Tech predictions

Wondering what kind of newfangled gadgets 2014 has in store for us? I asked several technology experts to give their predictions, and the results were incredibly surprising, varied and contradictory. In fact, the only thing they all agreed on is that I should never again use the word “newfangled” when writing about technology.

Below is a compilation of the answers I received.

2014 tech predictions:


Shoe Phone. Not like the Maxwell Smart kind where all the action is in the sole of the shoe. No, this phone will mount to the top of the shoe. Extra-large screen for viewing at a distance. Voice activated. Stylish yet durable. This bold, new step forward will allow people to continue to walk around while looking down at their phones but will allow them to have their hands free to use.

The iThing. Experts almost reached a consensus on this device. Though not in agreement on what it will be or do, they felt certain that it will be revolutionary, handheld, somewhat costly and well-designed and will start with a lowercase “i.” Also, the first model quickly will be obsolete to the point of embarrassment, given how much better and cheaper the new ones will be. I want one now!

Grooming Orb. Branching out from communications, look for technology to infiltrate the beauty industry. The grooming orb, according to those who claim to know, will be akin to a motorcycle helmet that covers your entire head. Once in place, it will be capable of shaving, cutting/coloring hair, pore squeezing, exfoliating, microdermabrading, eyebrow shaping/tinting, nose-hair trimming and general tanning, depending on which settings you choose. You probably (carefully) should choose the settings before you put it on, seeing as it covers your entire head, and blindly pushing random buttons could lead to unwanted grooming outcomes.

Universal Remote. Not your typical “universal” remote, the one that controls your DVD, DVR, Dish, stereo, TV and Roku all in one handy little unit. No, this Universal Remote, apparently, will control the actual universe. Adjust the volume of those around you, or your entire town. Move backward and forward in time, at varying speeds. Pause life events at the best parts, or save them for later viewing. Skip over the boring stuff in order to get to the good bits. Channel surf between alternate realities. Rechargeable batteries included.

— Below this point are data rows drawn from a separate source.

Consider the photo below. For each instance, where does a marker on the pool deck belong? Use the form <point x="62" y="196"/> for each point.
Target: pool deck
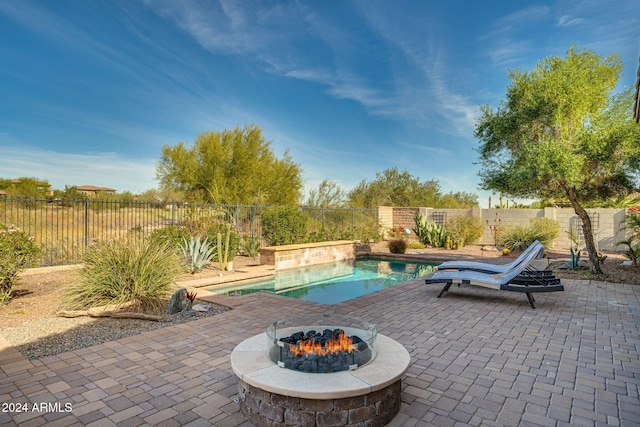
<point x="478" y="357"/>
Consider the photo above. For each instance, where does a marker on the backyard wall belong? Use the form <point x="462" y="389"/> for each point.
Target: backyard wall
<point x="606" y="222"/>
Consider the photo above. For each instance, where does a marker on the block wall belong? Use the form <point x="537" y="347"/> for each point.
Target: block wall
<point x="606" y="222"/>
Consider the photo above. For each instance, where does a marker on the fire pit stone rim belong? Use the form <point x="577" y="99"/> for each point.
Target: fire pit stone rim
<point x="252" y="365"/>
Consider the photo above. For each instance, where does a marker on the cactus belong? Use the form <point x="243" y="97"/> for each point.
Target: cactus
<point x="223" y="256"/>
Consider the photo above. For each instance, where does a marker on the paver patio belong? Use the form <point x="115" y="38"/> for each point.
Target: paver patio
<point x="478" y="357"/>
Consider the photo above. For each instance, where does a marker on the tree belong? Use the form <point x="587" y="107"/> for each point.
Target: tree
<point x="27" y="187"/>
<point x="328" y="194"/>
<point x="394" y="188"/>
<point x="229" y="167"/>
<point x="562" y="133"/>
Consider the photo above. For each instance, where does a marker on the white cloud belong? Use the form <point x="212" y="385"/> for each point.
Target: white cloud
<point x="568" y="20"/>
<point x="60" y="169"/>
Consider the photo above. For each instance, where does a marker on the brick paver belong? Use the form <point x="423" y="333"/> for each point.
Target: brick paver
<point x="479" y="357"/>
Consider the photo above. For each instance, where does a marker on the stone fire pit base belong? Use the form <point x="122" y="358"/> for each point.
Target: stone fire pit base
<point x="273" y="396"/>
<point x="263" y="408"/>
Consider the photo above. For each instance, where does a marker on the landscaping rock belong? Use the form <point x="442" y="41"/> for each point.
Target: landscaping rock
<point x="179" y="302"/>
<point x="201" y="307"/>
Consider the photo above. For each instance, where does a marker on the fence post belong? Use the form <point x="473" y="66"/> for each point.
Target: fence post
<point x="86" y="222"/>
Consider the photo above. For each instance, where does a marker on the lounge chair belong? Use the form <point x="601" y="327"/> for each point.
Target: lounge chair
<point x="529" y="274"/>
<point x="485" y="267"/>
<point x="509" y="280"/>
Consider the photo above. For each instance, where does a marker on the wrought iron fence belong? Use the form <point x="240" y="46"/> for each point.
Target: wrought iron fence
<point x="65" y="228"/>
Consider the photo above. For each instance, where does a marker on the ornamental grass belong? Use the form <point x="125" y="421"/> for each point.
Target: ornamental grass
<point x="131" y="271"/>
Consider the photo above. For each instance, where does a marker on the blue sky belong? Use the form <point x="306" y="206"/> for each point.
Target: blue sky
<point x="90" y="91"/>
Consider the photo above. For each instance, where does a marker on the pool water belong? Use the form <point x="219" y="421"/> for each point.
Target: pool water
<point x="333" y="282"/>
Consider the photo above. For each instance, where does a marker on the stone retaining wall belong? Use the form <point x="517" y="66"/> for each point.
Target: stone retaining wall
<point x="303" y="255"/>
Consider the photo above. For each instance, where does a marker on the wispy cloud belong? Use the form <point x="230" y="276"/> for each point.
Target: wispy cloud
<point x="60" y="169"/>
<point x="568" y="21"/>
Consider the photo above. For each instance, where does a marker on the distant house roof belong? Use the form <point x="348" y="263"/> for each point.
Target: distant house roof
<point x="636" y="100"/>
<point x="93" y="188"/>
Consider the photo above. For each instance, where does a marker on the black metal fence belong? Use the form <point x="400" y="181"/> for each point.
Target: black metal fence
<point x="65" y="228"/>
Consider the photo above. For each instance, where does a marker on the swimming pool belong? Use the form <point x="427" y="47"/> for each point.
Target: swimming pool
<point x="333" y="282"/>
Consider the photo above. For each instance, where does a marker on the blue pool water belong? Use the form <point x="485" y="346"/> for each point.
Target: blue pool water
<point x="334" y="282"/>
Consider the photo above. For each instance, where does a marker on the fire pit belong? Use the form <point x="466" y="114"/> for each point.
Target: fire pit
<point x="321" y="344"/>
<point x="277" y="388"/>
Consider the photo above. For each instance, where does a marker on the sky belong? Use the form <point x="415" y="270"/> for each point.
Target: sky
<point x="90" y="91"/>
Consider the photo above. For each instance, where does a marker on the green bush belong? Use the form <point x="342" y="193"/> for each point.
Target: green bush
<point x="118" y="272"/>
<point x="17" y="252"/>
<point x="284" y="226"/>
<point x="397" y="246"/>
<point x="174" y="234"/>
<point x="519" y="237"/>
<point x="468" y="229"/>
<point x="234" y="239"/>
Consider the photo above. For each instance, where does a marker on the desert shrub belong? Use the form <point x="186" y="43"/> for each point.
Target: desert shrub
<point x="284" y="226"/>
<point x="234" y="239"/>
<point x="397" y="246"/>
<point x="363" y="233"/>
<point x="631" y="226"/>
<point x="118" y="272"/>
<point x="468" y="229"/>
<point x="519" y="237"/>
<point x="17" y="252"/>
<point x="173" y="234"/>
<point x="250" y="245"/>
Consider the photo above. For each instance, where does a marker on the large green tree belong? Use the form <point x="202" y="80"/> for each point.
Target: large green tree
<point x="394" y="188"/>
<point x="562" y="132"/>
<point x="229" y="167"/>
<point x="328" y="194"/>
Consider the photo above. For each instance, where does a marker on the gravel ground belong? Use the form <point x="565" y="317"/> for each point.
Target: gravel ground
<point x="29" y="321"/>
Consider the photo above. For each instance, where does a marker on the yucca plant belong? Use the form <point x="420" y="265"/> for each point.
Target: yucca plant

Wine-description generator. Stuck for some fancy words to describe that wine you’re drinking? Everybody at the table waiting for you to add your two cents about the body, bouquet and finish? Well, dump a bit of wine into this gizmo, and it spits back the necessary pretentious verbiage to make you sound like the 21st-century connoisseur that you now are. Never again call a wine “really good.” Models also available for food, music, film (not movies) and modern art.

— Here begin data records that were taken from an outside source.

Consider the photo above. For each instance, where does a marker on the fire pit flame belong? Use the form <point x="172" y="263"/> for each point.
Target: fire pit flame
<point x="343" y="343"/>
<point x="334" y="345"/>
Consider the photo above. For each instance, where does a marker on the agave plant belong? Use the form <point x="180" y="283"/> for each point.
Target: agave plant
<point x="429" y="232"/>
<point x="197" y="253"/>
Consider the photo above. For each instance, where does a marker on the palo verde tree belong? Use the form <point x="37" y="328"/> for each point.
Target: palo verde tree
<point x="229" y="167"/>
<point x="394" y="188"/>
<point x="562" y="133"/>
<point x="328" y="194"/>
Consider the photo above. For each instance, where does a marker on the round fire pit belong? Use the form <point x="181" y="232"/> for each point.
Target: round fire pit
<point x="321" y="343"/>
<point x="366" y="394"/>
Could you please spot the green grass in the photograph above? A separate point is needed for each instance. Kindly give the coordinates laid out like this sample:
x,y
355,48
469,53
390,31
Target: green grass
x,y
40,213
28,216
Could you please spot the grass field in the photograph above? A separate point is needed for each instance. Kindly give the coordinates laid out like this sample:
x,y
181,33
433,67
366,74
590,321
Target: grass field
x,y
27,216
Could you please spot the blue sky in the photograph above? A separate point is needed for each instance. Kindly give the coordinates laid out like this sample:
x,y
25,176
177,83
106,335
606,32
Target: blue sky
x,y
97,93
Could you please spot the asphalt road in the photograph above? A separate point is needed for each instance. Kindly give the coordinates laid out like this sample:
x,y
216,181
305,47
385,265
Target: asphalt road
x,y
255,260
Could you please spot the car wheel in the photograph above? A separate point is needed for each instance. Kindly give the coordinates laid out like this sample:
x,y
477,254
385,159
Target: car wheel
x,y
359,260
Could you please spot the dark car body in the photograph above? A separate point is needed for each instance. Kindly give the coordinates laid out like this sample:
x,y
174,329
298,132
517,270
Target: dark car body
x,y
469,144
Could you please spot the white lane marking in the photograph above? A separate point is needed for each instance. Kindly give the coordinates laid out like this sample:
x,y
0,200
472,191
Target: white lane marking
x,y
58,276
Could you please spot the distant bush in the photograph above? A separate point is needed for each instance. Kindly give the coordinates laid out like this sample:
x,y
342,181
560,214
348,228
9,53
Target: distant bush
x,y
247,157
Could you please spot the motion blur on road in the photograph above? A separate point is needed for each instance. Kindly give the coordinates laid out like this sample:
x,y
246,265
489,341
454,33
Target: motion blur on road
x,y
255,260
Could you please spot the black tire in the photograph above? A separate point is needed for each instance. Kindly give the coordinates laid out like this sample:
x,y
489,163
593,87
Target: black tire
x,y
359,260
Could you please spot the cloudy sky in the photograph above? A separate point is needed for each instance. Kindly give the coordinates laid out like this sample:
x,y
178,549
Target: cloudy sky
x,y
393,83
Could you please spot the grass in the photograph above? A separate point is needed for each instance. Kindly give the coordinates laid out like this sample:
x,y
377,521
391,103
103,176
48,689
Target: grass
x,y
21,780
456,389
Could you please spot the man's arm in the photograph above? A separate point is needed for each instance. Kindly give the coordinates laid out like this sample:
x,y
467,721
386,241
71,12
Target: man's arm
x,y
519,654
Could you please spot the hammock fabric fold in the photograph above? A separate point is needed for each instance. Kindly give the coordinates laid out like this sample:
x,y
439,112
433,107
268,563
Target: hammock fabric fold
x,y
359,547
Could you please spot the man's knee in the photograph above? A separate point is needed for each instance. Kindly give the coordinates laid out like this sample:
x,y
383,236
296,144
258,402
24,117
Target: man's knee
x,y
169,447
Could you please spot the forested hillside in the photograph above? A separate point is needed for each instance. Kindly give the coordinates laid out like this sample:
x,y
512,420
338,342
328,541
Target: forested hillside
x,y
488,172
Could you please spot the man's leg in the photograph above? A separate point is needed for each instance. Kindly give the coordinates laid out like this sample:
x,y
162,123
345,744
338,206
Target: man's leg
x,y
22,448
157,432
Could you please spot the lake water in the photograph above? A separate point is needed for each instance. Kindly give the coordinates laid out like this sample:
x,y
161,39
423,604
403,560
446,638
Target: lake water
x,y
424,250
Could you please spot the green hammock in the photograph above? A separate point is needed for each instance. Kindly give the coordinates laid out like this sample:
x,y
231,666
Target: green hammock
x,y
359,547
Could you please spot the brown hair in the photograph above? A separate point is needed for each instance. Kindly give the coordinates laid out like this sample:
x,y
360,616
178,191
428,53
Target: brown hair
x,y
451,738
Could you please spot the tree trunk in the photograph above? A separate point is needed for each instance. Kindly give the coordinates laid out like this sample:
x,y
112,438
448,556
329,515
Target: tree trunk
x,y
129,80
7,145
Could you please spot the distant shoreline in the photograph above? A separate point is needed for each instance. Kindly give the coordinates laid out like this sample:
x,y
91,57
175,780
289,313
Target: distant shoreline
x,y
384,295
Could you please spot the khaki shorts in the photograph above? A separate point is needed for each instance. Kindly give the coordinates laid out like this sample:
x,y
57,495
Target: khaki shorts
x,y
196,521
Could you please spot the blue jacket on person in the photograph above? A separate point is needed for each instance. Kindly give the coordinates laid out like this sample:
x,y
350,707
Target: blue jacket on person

Digital coffee cup. None of the experts knew exactly what this device would do, only that it was inevitable and that they were kind of shocked that there wasn’t one already.


Tone recognition. A much-needed breakthrough in voice-recognition technology, tone recognition will allow you to adjust tolerance settings for sarcasm, condescension, pettiness, etc. So when you’re sarcastically dictating that “It was REALLY nice having lunch with you” email, it will be reworded to sound like you actually mean it. Will also be available as a smartphone app for real-time voice correction.

Shock treatment. Computers are electronic devices and therefore are capable of delivering electric shocks. So why don’t they? Well, according to our experts, in 2014 they will. Various new applications will begin to add features that send jolts of electricity from the keyboard, mouse or touch-screen directly to the user. On purpose. Why? Negative reinforcement can be a powerful tool in cognitive training. You’re likely to concentrate much harder on your language-learning program if a wrong answer results in a bowel-loosening burst of voltage. It’s also a good path to behavioral conditioning (see below). Also, it would just be kind of fun.

Stupid prevention. This application will warn you when you’re about to do something stupid. Given the broad range of stupid things available to do at any given moment, it will require quite a bit of customization before it will work within your personal stupid-prevention criteria. Some of the polled tech experts initially thought that a “smart encouragement” program would be more of a positive approach to the issue but eventually relented that stupid prevention was much more practical and realistic. Hooray for a stupid-free future!